I read that every finite extension of $\mathbb{Q}_p$ is in fact a completion of a numberfield K with a place of K. I also heard that this is a consequence of Krasner´s Lemma.
Do you have any hint how to prove this?
And how can i prove conversely that every completion of a numberfield is a finite extension of $\mathbb{Q}_p$?
Every hint is strongly appreciated. Thanks!
Maybe Krasner’s Lemma is the most direct route to your first statement.

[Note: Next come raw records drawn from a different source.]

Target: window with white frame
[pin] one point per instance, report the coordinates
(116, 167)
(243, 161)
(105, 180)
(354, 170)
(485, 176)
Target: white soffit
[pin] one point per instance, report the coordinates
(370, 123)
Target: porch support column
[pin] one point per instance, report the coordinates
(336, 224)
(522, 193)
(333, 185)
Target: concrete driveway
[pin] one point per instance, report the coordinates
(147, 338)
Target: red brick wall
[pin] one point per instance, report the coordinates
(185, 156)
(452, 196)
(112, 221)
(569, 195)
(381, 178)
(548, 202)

It says, very roughly, that if you take an irreducible polynomial over $\Bbb Q_p$ and jiggle its coefficients just slightly, each root $\rho'$ of the new polynomial will be close to a unique root $\rho$ of the original, and in fact the two will generate the same field over $\Bbb Q_p$. So, if $K=\Bbb Q_p(\alpha)$, take its $\Bbb Q_p$-polynomial $f(X)$ and jiggle it to an $\,\bar f\in\Bbb Q[X]$. Then $\,\bar f$ has a root $\alpha'$ also generating $K$ over $\Bbb Q_p$, but $\alpha'$ is algebraic (over $\Bbb Q$).
In case your extension $K$ is unramified over $\Bbb Q_p$, you don’t need Krasner or anything like him. For, such a $K$ can be gotten by adjoining a root of unity to $\Bbb Q_p$. To get your field that completes to give $K$, adjoin a root of unity of the same order to $\Bbb Q$. Of course the really interesting extensions are the ramified ones, so this argument doesn’t apply.

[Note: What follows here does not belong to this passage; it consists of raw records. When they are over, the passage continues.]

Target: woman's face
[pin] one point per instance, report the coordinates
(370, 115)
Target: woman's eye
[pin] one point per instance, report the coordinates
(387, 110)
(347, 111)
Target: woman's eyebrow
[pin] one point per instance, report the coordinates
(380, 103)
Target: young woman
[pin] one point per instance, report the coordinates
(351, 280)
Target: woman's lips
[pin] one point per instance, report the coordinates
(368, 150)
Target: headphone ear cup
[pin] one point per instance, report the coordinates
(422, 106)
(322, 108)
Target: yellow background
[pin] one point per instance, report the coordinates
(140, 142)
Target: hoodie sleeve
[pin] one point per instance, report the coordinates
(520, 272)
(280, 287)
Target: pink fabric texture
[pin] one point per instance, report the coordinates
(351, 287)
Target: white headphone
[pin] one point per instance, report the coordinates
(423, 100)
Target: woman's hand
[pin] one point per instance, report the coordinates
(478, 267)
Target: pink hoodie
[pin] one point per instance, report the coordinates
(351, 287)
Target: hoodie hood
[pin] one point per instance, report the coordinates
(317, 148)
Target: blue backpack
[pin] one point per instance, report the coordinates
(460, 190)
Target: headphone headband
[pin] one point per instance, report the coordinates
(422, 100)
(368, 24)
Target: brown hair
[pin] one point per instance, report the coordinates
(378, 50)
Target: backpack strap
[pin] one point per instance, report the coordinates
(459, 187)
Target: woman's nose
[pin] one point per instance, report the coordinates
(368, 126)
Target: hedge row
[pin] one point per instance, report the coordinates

Let me try to prove my second question:
Let $L$ be a Numberfield together with a place $w$. Restricting $w$ to $\mathbb{Q}$ gives a place $v$ of $\mathbb{Q}$. Claim: The completion $L_w$ of L is equal to the compositum of fields $L\mathbb{Q}_v$. i.e. $L_w = L\mathbb{Q}_v$.
Since $\mathbb{Q}$ and $L$ is in $L_w$, surely $L\mathbb{Q}_v \subset L_w$ holds. Because L is a finite extension of $\mathbb{Q}$, its also a finite extension of $\mathbb{Q}_v$ and since $\mathbb{Q}_v$ is complete, $L\mathbb{Q}_v$ is also (See Neukirch, Algebraic Numbertheory, Theorem 4.8 for the last statement). So $L\mathbb{Q}_v$ is complete and contains L, so the equality $L_w = L\mathbb{Q}_v$ holds.